The DALL·E AI system expands the frame: Outpainting paints pictures beyond the edge
A feature in DALL·E now expands the original picture boundary – outpainting enables new elements, style combinations and large-format elaboration.
OpenAI expands its text-to-image generator DALL·E 2 with a major capability: Outpainting allows users to play with the size of the graphics they create. With the new component, a display can be continued beyond the original edge of the image. There should be no limits to creativity, according to the blog entry: If you like, you can now add visual elements in the same style or continue the scene shown in a new direction. With outpainting, original images can be expanded in DALL·E to form large-format versions with any aspect ratio.
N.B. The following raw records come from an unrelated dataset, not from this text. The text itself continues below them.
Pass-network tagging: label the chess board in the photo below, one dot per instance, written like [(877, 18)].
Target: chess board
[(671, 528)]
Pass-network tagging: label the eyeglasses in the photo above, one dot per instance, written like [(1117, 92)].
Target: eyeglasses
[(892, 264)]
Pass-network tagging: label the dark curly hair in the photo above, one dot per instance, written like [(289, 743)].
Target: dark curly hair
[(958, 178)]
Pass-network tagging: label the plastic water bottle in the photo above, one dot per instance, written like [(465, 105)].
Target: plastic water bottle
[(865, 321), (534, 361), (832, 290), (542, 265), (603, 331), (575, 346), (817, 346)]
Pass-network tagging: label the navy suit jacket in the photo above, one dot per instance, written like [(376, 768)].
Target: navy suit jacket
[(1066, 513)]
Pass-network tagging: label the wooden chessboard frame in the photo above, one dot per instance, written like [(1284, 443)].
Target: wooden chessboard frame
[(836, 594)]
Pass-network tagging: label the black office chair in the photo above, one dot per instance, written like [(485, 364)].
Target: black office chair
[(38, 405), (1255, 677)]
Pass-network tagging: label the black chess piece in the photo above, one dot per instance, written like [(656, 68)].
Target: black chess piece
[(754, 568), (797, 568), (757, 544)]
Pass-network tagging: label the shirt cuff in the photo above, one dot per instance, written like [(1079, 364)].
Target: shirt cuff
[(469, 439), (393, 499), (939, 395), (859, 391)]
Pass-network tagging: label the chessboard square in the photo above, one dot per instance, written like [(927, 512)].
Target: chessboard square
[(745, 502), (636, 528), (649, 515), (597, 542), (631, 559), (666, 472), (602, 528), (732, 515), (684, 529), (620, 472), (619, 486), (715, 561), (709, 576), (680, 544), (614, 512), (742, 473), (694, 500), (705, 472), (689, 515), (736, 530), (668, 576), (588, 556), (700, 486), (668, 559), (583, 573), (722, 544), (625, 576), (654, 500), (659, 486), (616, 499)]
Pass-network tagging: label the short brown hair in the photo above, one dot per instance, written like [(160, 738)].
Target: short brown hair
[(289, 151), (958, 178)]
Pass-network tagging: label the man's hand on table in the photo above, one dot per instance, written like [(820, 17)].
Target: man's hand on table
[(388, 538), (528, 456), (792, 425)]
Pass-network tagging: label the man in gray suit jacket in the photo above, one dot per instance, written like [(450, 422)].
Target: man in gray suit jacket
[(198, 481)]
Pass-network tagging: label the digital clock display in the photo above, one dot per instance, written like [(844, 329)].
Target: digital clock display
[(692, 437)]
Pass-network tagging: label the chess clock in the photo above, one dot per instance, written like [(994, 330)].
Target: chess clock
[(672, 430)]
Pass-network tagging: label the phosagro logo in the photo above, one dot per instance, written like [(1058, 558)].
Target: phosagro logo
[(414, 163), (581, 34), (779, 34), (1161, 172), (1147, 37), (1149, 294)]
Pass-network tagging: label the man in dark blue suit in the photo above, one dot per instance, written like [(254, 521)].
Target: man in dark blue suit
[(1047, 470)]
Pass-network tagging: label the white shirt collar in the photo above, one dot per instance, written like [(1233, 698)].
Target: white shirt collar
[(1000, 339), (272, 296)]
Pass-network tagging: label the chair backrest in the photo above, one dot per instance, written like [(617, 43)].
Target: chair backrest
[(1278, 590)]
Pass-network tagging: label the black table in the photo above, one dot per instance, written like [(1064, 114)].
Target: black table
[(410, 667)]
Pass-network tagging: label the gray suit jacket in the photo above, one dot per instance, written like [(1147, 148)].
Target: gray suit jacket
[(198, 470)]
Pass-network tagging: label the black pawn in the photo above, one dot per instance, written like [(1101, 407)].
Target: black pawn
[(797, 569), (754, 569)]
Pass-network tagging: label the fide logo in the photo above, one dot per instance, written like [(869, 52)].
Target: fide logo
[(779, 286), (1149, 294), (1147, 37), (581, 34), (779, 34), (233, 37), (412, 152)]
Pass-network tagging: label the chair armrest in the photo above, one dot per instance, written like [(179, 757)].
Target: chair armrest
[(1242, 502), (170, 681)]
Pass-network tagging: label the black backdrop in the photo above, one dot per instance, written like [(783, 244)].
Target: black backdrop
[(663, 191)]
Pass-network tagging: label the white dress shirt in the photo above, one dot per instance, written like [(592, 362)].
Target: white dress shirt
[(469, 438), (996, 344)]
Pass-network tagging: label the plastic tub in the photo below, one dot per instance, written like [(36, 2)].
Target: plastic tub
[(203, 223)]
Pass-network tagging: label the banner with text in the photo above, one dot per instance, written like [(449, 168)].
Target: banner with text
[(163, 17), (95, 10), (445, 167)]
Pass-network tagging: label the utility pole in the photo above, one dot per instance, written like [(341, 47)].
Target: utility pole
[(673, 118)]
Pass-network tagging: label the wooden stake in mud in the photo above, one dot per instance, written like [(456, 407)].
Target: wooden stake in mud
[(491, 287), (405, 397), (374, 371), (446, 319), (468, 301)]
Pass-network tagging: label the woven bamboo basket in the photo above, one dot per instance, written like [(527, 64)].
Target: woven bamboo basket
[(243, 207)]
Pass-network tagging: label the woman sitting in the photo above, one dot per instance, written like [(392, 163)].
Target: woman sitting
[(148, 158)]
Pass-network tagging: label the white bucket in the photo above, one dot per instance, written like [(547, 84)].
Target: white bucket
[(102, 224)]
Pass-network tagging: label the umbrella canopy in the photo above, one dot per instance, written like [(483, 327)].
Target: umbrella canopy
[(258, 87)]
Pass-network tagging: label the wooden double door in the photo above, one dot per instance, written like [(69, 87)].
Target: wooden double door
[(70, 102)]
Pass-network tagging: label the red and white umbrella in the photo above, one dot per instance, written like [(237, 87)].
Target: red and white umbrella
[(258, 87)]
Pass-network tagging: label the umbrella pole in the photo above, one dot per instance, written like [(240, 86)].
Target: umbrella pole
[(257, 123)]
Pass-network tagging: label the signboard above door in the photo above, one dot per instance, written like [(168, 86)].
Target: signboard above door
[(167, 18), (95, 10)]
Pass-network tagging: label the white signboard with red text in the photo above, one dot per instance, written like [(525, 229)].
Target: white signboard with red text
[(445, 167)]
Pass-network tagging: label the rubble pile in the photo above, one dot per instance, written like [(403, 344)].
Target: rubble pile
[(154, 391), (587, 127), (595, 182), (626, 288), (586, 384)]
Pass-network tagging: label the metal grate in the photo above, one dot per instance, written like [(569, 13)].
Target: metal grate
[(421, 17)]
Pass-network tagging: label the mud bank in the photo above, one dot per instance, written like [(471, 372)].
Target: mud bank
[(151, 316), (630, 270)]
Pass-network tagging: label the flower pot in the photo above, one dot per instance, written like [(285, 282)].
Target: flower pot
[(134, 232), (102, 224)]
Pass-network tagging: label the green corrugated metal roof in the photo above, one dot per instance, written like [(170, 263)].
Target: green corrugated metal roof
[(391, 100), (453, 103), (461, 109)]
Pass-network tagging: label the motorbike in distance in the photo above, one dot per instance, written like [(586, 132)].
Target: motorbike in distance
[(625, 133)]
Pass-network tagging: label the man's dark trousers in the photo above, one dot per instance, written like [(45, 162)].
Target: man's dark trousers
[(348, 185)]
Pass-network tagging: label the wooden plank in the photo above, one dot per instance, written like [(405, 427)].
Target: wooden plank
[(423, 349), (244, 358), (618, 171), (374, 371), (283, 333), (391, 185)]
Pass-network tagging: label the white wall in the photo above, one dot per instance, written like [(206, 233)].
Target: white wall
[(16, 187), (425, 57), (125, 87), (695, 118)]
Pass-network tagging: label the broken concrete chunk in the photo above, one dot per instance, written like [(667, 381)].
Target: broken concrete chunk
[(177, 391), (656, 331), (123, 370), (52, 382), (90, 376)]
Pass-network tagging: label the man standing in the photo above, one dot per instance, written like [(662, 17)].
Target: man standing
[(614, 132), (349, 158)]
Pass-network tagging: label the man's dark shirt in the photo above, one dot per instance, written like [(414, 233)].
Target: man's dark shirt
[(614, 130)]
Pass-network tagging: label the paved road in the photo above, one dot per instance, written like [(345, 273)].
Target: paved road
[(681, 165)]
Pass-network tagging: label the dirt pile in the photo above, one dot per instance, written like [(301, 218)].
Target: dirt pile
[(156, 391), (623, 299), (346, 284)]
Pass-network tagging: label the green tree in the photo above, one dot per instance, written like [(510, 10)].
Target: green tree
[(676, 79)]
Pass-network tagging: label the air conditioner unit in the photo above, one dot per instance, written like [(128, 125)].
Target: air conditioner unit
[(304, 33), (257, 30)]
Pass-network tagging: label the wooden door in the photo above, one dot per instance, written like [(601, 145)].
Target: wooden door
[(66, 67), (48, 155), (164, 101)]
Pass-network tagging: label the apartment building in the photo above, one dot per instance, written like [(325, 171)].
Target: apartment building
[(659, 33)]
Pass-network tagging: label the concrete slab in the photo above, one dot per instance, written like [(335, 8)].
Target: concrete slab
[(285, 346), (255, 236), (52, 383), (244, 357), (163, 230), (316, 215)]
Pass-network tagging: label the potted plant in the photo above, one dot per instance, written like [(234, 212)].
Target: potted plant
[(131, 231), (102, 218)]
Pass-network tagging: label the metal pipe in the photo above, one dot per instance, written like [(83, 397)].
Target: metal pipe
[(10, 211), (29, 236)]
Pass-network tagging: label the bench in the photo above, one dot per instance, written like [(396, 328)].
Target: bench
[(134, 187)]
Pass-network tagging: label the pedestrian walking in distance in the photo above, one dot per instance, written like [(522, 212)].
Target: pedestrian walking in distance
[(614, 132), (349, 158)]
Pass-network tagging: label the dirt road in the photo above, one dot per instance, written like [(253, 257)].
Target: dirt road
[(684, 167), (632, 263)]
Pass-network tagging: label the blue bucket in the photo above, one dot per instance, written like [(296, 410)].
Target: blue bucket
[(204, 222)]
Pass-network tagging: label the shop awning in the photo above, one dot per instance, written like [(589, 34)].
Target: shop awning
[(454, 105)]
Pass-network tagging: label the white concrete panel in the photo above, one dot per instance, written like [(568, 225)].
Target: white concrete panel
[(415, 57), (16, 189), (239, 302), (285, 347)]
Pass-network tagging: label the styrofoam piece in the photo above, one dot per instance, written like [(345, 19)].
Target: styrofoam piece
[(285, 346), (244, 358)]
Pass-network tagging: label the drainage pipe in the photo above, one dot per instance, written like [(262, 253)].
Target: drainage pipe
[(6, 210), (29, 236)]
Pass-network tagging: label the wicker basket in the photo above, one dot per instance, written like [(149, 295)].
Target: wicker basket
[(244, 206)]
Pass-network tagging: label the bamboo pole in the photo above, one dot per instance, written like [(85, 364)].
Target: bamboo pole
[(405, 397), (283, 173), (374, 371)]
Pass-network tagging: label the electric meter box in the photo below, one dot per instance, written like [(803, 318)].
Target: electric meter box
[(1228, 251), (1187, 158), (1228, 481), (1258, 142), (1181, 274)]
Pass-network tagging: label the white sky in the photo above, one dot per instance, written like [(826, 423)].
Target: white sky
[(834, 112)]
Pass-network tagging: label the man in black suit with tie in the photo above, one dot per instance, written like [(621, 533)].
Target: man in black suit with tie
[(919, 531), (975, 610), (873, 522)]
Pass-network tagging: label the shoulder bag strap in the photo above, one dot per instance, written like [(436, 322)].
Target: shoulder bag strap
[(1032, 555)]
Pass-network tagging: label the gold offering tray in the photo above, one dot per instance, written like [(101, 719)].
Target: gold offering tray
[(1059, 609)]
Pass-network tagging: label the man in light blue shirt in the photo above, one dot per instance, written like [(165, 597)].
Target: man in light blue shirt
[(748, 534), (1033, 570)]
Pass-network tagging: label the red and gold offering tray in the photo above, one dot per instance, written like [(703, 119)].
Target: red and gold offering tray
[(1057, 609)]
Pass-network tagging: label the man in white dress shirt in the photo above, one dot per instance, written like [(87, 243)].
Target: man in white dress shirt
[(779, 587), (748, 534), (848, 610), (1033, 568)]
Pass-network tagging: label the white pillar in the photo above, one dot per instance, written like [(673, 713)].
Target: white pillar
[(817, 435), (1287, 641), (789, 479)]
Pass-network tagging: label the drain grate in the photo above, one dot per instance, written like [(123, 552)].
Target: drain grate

Users of the image generator were already able to make changes within images. The corresponding function is called Inpainting, and it makes no distinction between images generated in the system and those that users upload ready-made. The new Outpainting feature works in a similar way and is intended to recognize the visual elements present in an image as it expands its dimensions. Shadows, textures, coloring, style, mood, technique and reflections are also taken into account so that the context of an original image – if desired – is seamlessly preserved.
Alignment of names DALL E / DALL E 2
One detail is noteworthy: In the announcement of Outpainting, the team at the Californian AI company – as has happened more recently – omits version number 2 and simply writes “DALL·E”. OpenAI has not yet made a public statement on this; At least not as far as the editors know.
In this news report, DALL E means the system for AI synthesis in general and up to date (from DALL E 2), not the predecessor of the same name. The release “DALL E 1”, released in early 2021, did not have a version number in external communication.
Text-to-image: Over a million people use DALL·E
According to OpenAI, over a million people are already using the AI system to create images and works of art from text instructions. At the end of July 2022, DALL E switched to the paid beta phase. Since then, the range of functions has been regularly expanded, such as outpainting. Systems for text-to-image creation such as DALL·E generate images via text prompts, i.e. visually convert descriptions of a desired image content.
The users tell the system their ideas about the desired image in natural language in writing (as a text prompt), whereby the system includes wishes for a certain style, artist, textures, material properties, incidence of light, epochs, scenes and image techniques. The spectrum is wide and ranges from abstract art, new works by old masters and all kinds of fusion of styles to the photo-realistic synthesis of creatures and mythical creatures that have never existed in this form.
Contain problems – against bias in images
DALL·E (2) is celebrated on the internet as a creative tool. At the same time, it regularly fuels controversy through its potential for creating deepfakes and malicious content, but also through the issue of bias and how OpenAI deals with it. In the summer of 2022, for example, the company made efforts at system level to achieve more diversity in personal images.
The problem of potential misuse and manipulation applies equally to image and text-generating AI systems, some of which only experience their public release after a long closed phase and usually do not reach the public unfiltered. It was only in November 2021 that OpenAI made its large language model GPT-3 available without a waiting list, i.e. without checking those interested in using it.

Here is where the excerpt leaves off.